Per di più, De Luca è appoggiato da liste nelle quali figurerebbero degli «impresentabili». A definirli così è stato lo stesso Renzi, nei giorni scorsi. E nel Pd i suoi avversari adesso usano l’argomento contro di lui. Critiche in buona parte strumentali, ma che si saldano con i dubbi delle settimane scorse su un eventuale successo di De Luca. Ieri il premier lo ha sostenuto pubblicamente: la possibilità di strappare la Campania al centrodestra fa passare in secondo piano le remore.
A sospendere la sua entrata in carica, infatti, dovrebbe essere Renzi stesso, in quanto presidente del Consiglio: a meno che la legge non venga cambiata in corsa. La preoccupazione non è tanto per il centrodestra. A parte il Veneto, dove è molto probabile una vittoria leghista, altrove le truppe berlusconiane appaiono sbandate. Silvio Berlusconi sta cercando di aumentare il livello dello scontro con il premier. Lo accusa di trovarsi a palazzo Chigi senza essere stato eletto. Eppure, fino all’elezione del capo dello Stato, il problema sembrava marginale, e questo indebolisce la sua polemica.

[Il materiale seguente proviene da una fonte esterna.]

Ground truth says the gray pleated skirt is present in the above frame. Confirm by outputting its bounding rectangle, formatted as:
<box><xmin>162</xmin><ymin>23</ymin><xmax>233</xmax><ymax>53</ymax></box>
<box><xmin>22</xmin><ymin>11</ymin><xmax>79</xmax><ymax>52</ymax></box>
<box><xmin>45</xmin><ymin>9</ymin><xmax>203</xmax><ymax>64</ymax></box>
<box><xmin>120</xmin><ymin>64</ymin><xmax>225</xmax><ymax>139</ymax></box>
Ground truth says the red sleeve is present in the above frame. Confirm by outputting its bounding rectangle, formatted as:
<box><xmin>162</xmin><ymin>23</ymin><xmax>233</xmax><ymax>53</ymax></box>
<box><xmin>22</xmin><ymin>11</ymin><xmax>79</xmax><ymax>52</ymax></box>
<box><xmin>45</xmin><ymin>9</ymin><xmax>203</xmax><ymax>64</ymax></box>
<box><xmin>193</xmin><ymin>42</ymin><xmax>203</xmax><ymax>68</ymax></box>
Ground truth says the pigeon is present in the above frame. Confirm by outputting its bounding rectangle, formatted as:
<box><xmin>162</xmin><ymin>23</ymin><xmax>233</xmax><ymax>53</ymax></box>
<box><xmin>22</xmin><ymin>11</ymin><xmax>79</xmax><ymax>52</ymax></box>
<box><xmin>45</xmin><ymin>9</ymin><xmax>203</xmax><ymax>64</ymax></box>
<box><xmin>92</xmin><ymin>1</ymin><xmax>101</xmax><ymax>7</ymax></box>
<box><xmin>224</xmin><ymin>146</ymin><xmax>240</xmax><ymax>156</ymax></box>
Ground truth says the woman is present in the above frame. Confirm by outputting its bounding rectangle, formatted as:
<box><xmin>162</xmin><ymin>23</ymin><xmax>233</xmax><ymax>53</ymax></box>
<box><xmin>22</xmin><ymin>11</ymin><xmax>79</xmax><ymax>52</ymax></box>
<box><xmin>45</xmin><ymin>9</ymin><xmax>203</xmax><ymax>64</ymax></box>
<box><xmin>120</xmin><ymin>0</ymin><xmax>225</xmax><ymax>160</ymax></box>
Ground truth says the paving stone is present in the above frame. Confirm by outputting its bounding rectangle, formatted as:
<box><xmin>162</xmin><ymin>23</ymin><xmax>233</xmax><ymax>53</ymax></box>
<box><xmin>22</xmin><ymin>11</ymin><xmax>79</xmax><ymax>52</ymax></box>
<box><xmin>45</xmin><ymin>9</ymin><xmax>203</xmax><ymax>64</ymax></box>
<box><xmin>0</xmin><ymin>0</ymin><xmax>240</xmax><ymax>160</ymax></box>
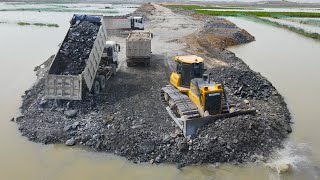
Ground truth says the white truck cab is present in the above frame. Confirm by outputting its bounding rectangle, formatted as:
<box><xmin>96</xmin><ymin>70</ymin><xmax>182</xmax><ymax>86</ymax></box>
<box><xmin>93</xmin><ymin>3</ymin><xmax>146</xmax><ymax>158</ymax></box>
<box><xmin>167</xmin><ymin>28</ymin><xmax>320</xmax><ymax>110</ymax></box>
<box><xmin>131</xmin><ymin>17</ymin><xmax>144</xmax><ymax>30</ymax></box>
<box><xmin>102</xmin><ymin>41</ymin><xmax>120</xmax><ymax>67</ymax></box>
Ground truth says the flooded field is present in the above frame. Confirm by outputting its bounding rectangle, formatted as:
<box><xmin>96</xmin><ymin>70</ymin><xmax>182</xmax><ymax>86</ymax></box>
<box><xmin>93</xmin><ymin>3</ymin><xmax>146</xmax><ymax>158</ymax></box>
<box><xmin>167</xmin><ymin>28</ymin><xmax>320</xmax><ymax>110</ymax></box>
<box><xmin>0</xmin><ymin>2</ymin><xmax>320</xmax><ymax>180</ymax></box>
<box><xmin>262</xmin><ymin>17</ymin><xmax>320</xmax><ymax>33</ymax></box>
<box><xmin>227</xmin><ymin>17</ymin><xmax>320</xmax><ymax>179</ymax></box>
<box><xmin>201</xmin><ymin>7</ymin><xmax>320</xmax><ymax>12</ymax></box>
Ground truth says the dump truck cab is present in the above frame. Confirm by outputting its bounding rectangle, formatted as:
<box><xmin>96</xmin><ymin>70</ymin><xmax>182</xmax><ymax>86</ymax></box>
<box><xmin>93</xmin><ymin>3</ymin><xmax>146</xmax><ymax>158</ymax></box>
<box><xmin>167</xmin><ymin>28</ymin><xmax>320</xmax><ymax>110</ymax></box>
<box><xmin>102</xmin><ymin>41</ymin><xmax>120</xmax><ymax>67</ymax></box>
<box><xmin>170</xmin><ymin>55</ymin><xmax>204</xmax><ymax>88</ymax></box>
<box><xmin>131</xmin><ymin>17</ymin><xmax>144</xmax><ymax>30</ymax></box>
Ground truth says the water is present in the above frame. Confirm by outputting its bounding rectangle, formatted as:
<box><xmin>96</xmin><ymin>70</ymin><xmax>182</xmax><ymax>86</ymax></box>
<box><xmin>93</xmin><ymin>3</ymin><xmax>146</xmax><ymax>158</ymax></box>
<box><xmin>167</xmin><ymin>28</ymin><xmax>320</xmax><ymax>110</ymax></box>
<box><xmin>262</xmin><ymin>17</ymin><xmax>320</xmax><ymax>33</ymax></box>
<box><xmin>227</xmin><ymin>17</ymin><xmax>320</xmax><ymax>179</ymax></box>
<box><xmin>0</xmin><ymin>2</ymin><xmax>320</xmax><ymax>180</ymax></box>
<box><xmin>201</xmin><ymin>8</ymin><xmax>320</xmax><ymax>13</ymax></box>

Le vere incognite che Renzi sa di dover fronteggiare sono altre. Intanto, un astensionismo aggravato dalle liti a sinistra e a destra, che potrebbe avvantaggiare il M5S. E poi, al solito, l’economia. Palazzo Chigi non può allineare i risultati ottenuti come avrebbe voluto. La sentenza della Corte costituzionale sui rimborsi ai pensionati ha asciugato il «tesoretto» annunciato in vista di misure per la ripresa. E Renzi ha dovuto correggere l’irritazione del ministro Pier Carlo Padoan, ribadendo massimo rispetto per la Consulta.